Im August 2009 hatten wir Sie hier darüber informiert, dass wir aus EU-Fördermitteln und mit Unterstützung eines Dienstleisters ältere Bestandsnachweise in den elektronischen SLUB-Katalog nachtragen werden. Bis 2013 soll es kein Buch der SLUB mehr geben, das nicht im SLUB-Katalog verzeichnet ist. Zettelkataloge, digitalisierte Zettelkataloge (Imagekataloge) und andere Suchhilfsmittel werden damit endgültig überflüssig.

Nach einem Jahr liegen respektable Zwischenergebnisse vor, von denen die regelmäßigen BenutzerInnen unseres Altbestands gewiss schon profitiert haben: Bei den älteren Hauptkatalogen wurde letzte Woche die Marke von 100.000 nachgewiesenen Exemplaren überschritten, im Altbestand der Musikabteilung sind rund 11.000 Exemplare elektronisch erfasst. Hinzu kommen über 200.000 neue Zeitschriftenbandsätze, die die elektronische Bestellung einzelner Zeitschriftenbände ermöglichen. Da die Erfassungsgesschwindigkeit der BearbeiterInnen mit zunehmender Projektdauer und -erfahrung noch wächst, sind wir zuversichtlich, 2013 tatsächlich den vollständigen Abschluss feiern zu können.

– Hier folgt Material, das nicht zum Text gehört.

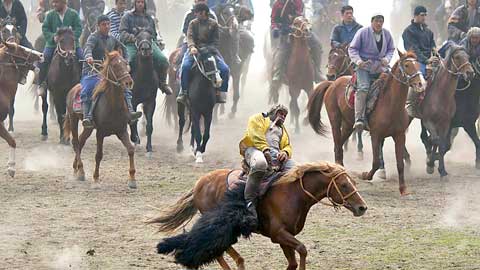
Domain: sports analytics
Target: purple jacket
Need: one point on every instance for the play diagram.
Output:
(363, 47)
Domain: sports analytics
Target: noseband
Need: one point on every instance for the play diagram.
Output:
(334, 184)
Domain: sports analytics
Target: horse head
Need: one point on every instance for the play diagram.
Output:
(116, 70)
(458, 62)
(301, 28)
(338, 62)
(410, 72)
(143, 42)
(66, 45)
(8, 30)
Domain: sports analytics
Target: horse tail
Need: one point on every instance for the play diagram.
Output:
(213, 233)
(315, 102)
(179, 214)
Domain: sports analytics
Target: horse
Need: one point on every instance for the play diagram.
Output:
(63, 74)
(339, 64)
(12, 58)
(467, 100)
(300, 71)
(438, 106)
(146, 85)
(110, 116)
(390, 105)
(303, 187)
(230, 31)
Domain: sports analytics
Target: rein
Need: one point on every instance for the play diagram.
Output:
(332, 183)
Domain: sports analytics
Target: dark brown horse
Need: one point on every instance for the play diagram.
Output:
(302, 187)
(12, 59)
(110, 115)
(300, 70)
(388, 119)
(63, 74)
(438, 106)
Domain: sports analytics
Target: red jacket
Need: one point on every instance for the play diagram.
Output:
(294, 8)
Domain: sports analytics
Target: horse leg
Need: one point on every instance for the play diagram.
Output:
(13, 145)
(376, 141)
(98, 157)
(44, 119)
(10, 115)
(132, 183)
(236, 258)
(472, 133)
(294, 94)
(399, 151)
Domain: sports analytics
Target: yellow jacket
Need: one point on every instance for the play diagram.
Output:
(255, 135)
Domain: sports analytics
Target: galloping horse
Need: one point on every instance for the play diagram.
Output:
(438, 106)
(63, 74)
(146, 86)
(390, 105)
(300, 70)
(229, 32)
(339, 64)
(303, 187)
(110, 115)
(12, 58)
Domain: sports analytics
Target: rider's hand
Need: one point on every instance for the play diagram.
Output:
(282, 156)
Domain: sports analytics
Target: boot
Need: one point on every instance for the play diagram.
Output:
(87, 114)
(360, 107)
(134, 116)
(411, 104)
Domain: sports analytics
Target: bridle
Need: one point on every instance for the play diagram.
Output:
(334, 184)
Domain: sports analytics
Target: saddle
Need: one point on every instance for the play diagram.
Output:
(372, 96)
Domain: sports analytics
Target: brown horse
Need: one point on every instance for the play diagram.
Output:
(388, 119)
(13, 58)
(300, 70)
(302, 187)
(110, 115)
(438, 107)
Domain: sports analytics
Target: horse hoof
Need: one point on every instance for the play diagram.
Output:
(132, 184)
(199, 158)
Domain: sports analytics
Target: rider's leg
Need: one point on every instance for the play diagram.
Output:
(363, 86)
(316, 53)
(185, 78)
(258, 168)
(133, 114)
(161, 66)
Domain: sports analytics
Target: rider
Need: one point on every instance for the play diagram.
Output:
(60, 16)
(99, 43)
(202, 34)
(419, 38)
(343, 33)
(115, 15)
(129, 25)
(283, 14)
(14, 9)
(371, 50)
(265, 144)
(462, 19)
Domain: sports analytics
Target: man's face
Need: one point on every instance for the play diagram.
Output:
(420, 18)
(377, 24)
(475, 40)
(140, 5)
(347, 16)
(58, 5)
(104, 27)
(121, 5)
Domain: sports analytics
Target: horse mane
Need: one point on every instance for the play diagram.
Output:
(324, 167)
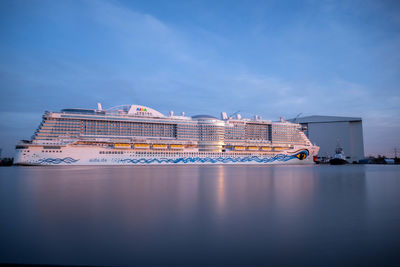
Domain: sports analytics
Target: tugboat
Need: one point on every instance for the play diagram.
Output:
(338, 158)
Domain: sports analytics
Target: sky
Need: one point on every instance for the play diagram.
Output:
(270, 58)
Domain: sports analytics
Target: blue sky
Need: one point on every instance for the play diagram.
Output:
(271, 58)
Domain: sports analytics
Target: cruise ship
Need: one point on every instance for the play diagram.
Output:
(139, 135)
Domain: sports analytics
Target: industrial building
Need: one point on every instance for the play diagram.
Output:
(327, 131)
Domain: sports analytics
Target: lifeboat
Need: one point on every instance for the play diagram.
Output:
(176, 146)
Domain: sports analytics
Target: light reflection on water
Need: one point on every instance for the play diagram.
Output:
(208, 215)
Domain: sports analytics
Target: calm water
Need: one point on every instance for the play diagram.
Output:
(201, 215)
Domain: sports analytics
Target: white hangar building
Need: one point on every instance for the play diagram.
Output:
(325, 131)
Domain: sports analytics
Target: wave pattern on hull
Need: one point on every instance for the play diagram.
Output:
(279, 157)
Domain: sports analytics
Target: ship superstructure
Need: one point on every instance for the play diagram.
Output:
(135, 134)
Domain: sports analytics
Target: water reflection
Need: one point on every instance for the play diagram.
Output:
(177, 215)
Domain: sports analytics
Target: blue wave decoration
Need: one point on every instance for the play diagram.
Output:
(301, 155)
(67, 160)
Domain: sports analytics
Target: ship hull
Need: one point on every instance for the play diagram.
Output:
(93, 156)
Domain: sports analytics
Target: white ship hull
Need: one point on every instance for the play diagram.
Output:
(93, 156)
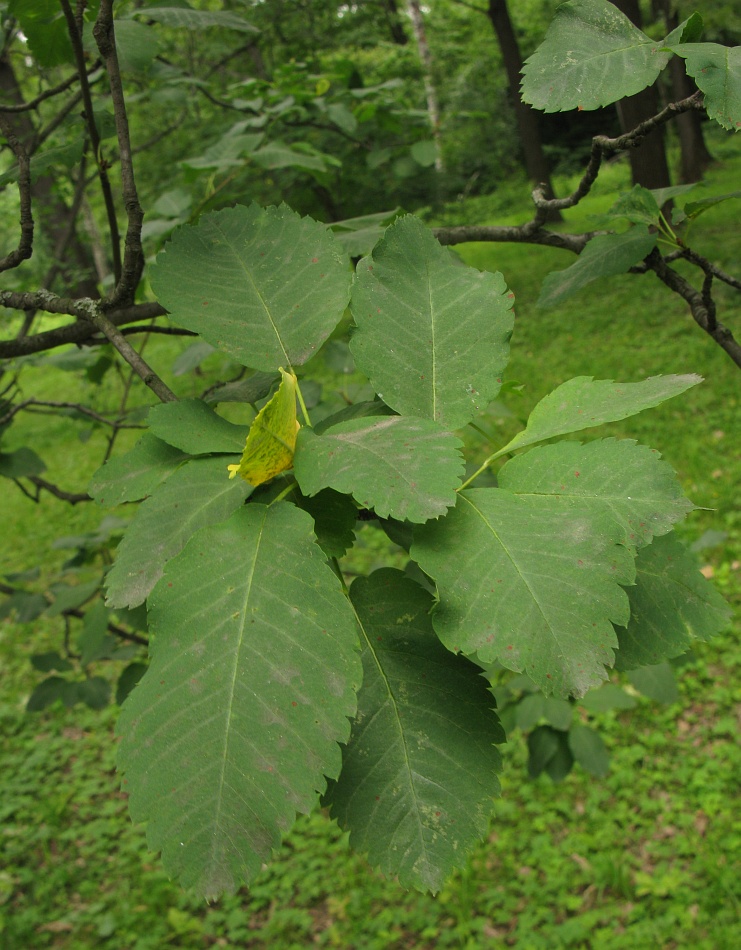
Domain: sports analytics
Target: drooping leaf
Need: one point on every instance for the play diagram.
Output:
(592, 55)
(271, 442)
(604, 256)
(136, 474)
(657, 682)
(671, 605)
(190, 19)
(264, 285)
(584, 402)
(233, 728)
(198, 494)
(627, 480)
(589, 750)
(432, 337)
(639, 206)
(193, 427)
(529, 583)
(419, 771)
(406, 468)
(717, 71)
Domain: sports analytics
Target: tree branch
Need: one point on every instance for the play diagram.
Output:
(25, 241)
(127, 279)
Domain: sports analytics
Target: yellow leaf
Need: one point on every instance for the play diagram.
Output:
(272, 438)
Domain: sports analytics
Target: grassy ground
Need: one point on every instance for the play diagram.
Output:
(647, 857)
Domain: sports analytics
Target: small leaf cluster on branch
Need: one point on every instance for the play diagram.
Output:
(271, 685)
(255, 672)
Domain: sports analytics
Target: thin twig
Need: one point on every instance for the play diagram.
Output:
(127, 278)
(105, 183)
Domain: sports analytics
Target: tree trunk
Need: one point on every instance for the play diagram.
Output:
(648, 163)
(528, 125)
(433, 106)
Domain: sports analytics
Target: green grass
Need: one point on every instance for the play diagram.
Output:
(647, 857)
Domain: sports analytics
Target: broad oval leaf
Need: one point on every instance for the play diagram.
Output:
(604, 256)
(253, 672)
(406, 468)
(263, 285)
(193, 427)
(136, 474)
(432, 336)
(619, 477)
(670, 605)
(592, 55)
(198, 494)
(584, 402)
(533, 584)
(419, 771)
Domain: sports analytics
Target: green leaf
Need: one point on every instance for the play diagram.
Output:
(264, 285)
(419, 771)
(619, 477)
(717, 71)
(592, 55)
(604, 256)
(657, 682)
(406, 468)
(671, 605)
(23, 463)
(528, 583)
(45, 27)
(584, 402)
(190, 19)
(358, 236)
(589, 750)
(194, 428)
(198, 494)
(136, 474)
(606, 697)
(236, 723)
(432, 336)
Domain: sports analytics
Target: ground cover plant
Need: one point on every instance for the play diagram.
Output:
(543, 565)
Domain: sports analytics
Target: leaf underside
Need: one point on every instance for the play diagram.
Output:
(265, 286)
(432, 336)
(530, 583)
(252, 679)
(419, 771)
(406, 468)
(198, 494)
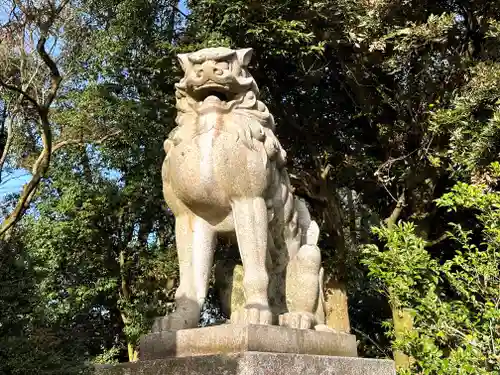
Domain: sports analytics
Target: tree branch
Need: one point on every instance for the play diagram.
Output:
(391, 220)
(19, 91)
(8, 143)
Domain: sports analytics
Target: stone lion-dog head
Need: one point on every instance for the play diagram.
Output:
(217, 79)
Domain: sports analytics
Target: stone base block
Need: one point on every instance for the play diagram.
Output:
(254, 363)
(231, 338)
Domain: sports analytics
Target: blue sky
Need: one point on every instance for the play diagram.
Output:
(14, 181)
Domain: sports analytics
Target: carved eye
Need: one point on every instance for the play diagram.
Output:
(223, 65)
(198, 70)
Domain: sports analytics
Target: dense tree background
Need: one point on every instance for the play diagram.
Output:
(390, 114)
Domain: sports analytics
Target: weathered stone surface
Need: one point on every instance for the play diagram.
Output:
(229, 338)
(224, 173)
(254, 363)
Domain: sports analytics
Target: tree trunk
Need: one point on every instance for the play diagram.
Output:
(337, 316)
(403, 323)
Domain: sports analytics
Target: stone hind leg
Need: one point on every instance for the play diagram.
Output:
(250, 219)
(303, 275)
(195, 240)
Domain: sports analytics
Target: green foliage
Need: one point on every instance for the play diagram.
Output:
(455, 301)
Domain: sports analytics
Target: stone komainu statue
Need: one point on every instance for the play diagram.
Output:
(224, 174)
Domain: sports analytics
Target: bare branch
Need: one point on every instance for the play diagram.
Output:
(391, 220)
(8, 143)
(19, 91)
(81, 142)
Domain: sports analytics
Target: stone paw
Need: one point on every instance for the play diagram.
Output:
(298, 320)
(324, 328)
(173, 322)
(252, 315)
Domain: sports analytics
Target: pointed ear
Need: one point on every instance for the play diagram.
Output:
(244, 56)
(183, 61)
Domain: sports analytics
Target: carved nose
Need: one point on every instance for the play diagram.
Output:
(209, 71)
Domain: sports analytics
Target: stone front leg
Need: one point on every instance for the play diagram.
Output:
(195, 240)
(302, 288)
(250, 219)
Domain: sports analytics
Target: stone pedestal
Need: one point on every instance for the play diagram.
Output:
(231, 338)
(249, 350)
(254, 363)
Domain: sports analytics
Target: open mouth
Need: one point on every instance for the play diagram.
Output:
(214, 90)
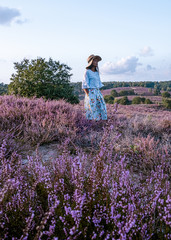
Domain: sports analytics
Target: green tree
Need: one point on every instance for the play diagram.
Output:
(114, 93)
(109, 99)
(124, 101)
(136, 100)
(166, 94)
(38, 77)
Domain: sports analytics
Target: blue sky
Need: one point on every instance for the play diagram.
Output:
(132, 36)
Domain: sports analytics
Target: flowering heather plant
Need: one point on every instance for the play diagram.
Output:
(37, 121)
(109, 180)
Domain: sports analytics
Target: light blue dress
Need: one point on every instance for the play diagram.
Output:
(95, 107)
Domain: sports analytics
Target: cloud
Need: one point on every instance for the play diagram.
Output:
(149, 67)
(125, 65)
(7, 15)
(146, 52)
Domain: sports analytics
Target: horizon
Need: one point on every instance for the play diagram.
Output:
(129, 36)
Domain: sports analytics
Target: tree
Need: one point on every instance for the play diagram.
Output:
(114, 93)
(41, 78)
(148, 101)
(109, 99)
(136, 100)
(166, 94)
(124, 101)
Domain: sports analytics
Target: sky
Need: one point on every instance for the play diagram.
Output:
(133, 37)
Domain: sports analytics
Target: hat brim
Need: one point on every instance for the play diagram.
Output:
(94, 57)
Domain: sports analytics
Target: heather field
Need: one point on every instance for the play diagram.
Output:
(143, 91)
(64, 177)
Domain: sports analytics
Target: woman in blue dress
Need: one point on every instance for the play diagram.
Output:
(95, 107)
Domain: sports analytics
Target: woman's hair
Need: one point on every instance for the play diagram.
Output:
(97, 69)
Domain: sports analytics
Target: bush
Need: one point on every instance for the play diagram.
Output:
(143, 100)
(166, 94)
(126, 92)
(148, 101)
(124, 101)
(109, 99)
(41, 78)
(136, 100)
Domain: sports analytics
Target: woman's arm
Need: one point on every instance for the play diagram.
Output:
(86, 91)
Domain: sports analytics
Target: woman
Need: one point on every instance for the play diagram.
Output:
(95, 106)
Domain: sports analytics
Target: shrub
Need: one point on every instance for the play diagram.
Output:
(136, 100)
(124, 101)
(148, 101)
(166, 94)
(109, 99)
(41, 78)
(114, 93)
(166, 103)
(126, 92)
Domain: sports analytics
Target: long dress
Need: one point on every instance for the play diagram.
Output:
(95, 107)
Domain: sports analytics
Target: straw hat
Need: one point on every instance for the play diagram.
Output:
(91, 58)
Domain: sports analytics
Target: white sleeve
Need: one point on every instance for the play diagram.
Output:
(85, 82)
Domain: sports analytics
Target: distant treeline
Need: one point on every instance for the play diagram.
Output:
(163, 85)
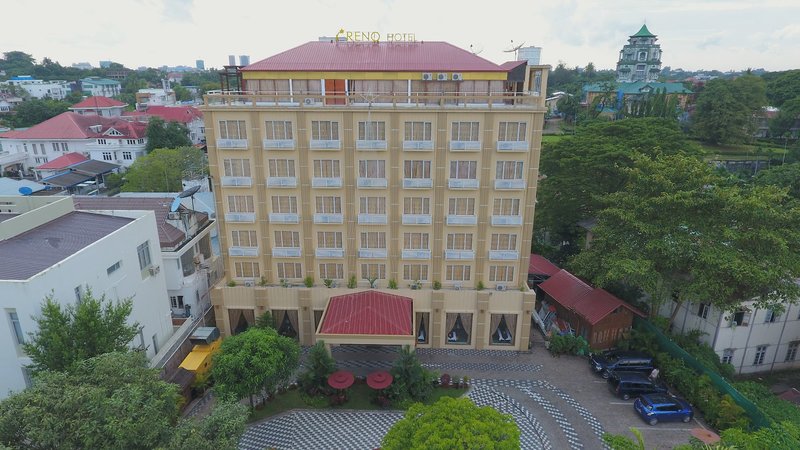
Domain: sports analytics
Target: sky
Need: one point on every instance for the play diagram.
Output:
(694, 35)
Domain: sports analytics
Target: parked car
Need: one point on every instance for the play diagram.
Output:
(605, 362)
(653, 408)
(633, 384)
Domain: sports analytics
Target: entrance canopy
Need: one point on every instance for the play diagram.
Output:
(368, 317)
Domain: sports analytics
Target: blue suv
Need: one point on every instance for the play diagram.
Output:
(653, 408)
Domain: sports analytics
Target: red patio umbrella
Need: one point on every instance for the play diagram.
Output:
(341, 379)
(379, 380)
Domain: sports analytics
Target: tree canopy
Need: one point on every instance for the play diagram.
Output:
(452, 423)
(74, 333)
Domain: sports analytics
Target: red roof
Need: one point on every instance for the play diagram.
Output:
(541, 265)
(369, 312)
(98, 102)
(63, 161)
(375, 57)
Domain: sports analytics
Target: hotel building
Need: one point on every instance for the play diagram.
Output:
(399, 177)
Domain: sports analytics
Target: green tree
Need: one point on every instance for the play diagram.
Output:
(681, 231)
(452, 423)
(163, 169)
(74, 333)
(253, 362)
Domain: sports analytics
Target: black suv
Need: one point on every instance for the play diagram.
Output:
(607, 361)
(633, 384)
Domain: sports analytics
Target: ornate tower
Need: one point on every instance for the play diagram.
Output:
(640, 58)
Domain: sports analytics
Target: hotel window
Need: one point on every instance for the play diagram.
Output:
(467, 170)
(372, 205)
(281, 168)
(416, 205)
(240, 203)
(377, 271)
(461, 206)
(244, 238)
(372, 168)
(416, 241)
(331, 271)
(236, 167)
(287, 239)
(459, 241)
(416, 169)
(289, 270)
(504, 241)
(457, 272)
(418, 131)
(371, 131)
(373, 239)
(329, 239)
(415, 272)
(329, 205)
(232, 129)
(246, 269)
(278, 129)
(324, 130)
(464, 131)
(326, 168)
(501, 273)
(512, 131)
(506, 207)
(284, 204)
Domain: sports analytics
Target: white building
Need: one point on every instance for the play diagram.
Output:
(48, 248)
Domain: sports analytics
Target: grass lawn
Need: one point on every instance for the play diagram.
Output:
(359, 397)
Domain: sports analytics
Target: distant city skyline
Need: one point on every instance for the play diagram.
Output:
(710, 34)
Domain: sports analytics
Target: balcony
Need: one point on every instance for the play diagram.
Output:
(284, 218)
(233, 144)
(372, 182)
(463, 183)
(282, 182)
(278, 144)
(328, 218)
(236, 181)
(453, 219)
(417, 219)
(372, 219)
(326, 182)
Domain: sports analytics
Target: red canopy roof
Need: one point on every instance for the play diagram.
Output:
(369, 312)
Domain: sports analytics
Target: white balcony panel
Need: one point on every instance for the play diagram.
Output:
(278, 144)
(459, 255)
(462, 220)
(284, 218)
(512, 146)
(282, 181)
(232, 143)
(286, 252)
(236, 181)
(462, 183)
(326, 182)
(373, 219)
(503, 255)
(372, 253)
(509, 184)
(417, 183)
(417, 219)
(325, 144)
(372, 182)
(508, 221)
(328, 218)
(329, 253)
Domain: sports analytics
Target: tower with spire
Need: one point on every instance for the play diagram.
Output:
(640, 58)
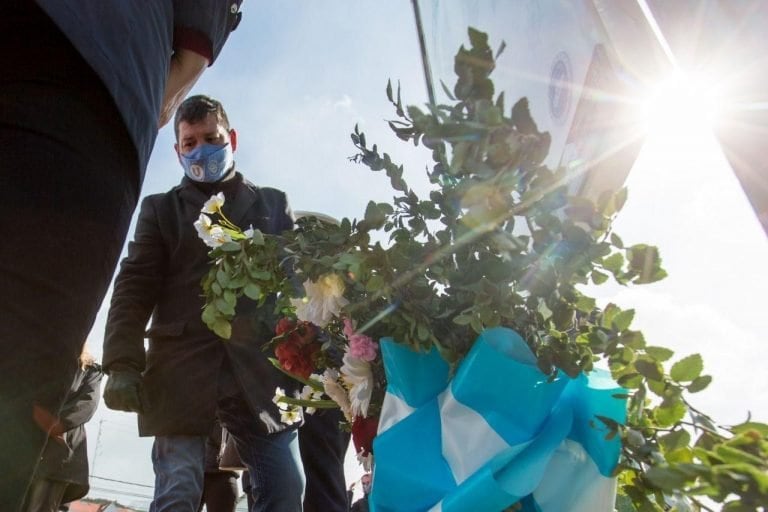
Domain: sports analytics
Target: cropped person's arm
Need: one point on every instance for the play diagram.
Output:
(201, 27)
(186, 68)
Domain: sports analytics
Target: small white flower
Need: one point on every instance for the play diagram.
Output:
(324, 300)
(291, 416)
(336, 392)
(365, 460)
(211, 234)
(214, 204)
(358, 377)
(279, 394)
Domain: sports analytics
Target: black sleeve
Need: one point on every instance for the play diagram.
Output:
(135, 293)
(80, 405)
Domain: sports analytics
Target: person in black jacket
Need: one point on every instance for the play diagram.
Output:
(222, 463)
(189, 377)
(62, 474)
(84, 88)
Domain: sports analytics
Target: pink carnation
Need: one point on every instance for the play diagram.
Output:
(360, 345)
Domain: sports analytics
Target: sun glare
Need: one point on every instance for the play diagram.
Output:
(681, 105)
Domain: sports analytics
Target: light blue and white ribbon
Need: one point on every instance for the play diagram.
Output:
(498, 433)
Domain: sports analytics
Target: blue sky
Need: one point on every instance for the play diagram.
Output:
(297, 76)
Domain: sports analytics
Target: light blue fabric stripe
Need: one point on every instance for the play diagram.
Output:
(592, 395)
(504, 481)
(500, 380)
(409, 466)
(416, 377)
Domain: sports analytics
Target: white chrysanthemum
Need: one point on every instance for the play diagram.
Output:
(291, 415)
(214, 204)
(358, 377)
(212, 234)
(365, 460)
(336, 392)
(324, 300)
(279, 394)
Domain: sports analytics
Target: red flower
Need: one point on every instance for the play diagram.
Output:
(297, 351)
(284, 325)
(363, 432)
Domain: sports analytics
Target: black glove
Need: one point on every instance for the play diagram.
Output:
(123, 391)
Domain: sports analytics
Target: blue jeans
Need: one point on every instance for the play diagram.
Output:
(273, 463)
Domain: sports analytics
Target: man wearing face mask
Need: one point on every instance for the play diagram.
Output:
(188, 377)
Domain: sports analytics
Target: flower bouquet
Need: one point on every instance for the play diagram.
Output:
(452, 328)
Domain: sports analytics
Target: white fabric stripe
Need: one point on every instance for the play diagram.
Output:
(573, 483)
(468, 441)
(393, 410)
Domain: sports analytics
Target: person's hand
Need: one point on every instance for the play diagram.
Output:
(186, 67)
(123, 391)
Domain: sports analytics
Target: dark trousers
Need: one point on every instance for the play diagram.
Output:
(69, 182)
(323, 448)
(219, 491)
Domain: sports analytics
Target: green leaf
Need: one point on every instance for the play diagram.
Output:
(222, 278)
(210, 313)
(222, 328)
(699, 383)
(462, 319)
(666, 478)
(649, 370)
(585, 304)
(257, 238)
(659, 353)
(622, 320)
(687, 369)
(671, 413)
(675, 440)
(224, 306)
(252, 291)
(230, 247)
(598, 277)
(614, 262)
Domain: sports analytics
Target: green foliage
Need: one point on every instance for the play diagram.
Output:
(500, 241)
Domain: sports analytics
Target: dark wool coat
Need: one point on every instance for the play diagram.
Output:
(161, 277)
(66, 459)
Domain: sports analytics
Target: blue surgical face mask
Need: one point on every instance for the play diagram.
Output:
(208, 163)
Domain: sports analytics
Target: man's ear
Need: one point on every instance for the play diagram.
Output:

Quasi parallel zur zunehmenden Titelzahl wachsen unsere und Ihre Wünsche an den SLUB-Katalog. Dass wir an der Aufgabe ebenfalls arbeiten, hatten wir Ende März berichtet (Leichter suchen und finden). Hinweise zum Thema Katalogrunderneuerung sind weiterhin willkommen. Sowie das sinnvoll ist, wollen wir Sie auch in die Tests der neuen Suchoberfläche einbeziehen. Dazu bald mehr hier im SLUB-Blog.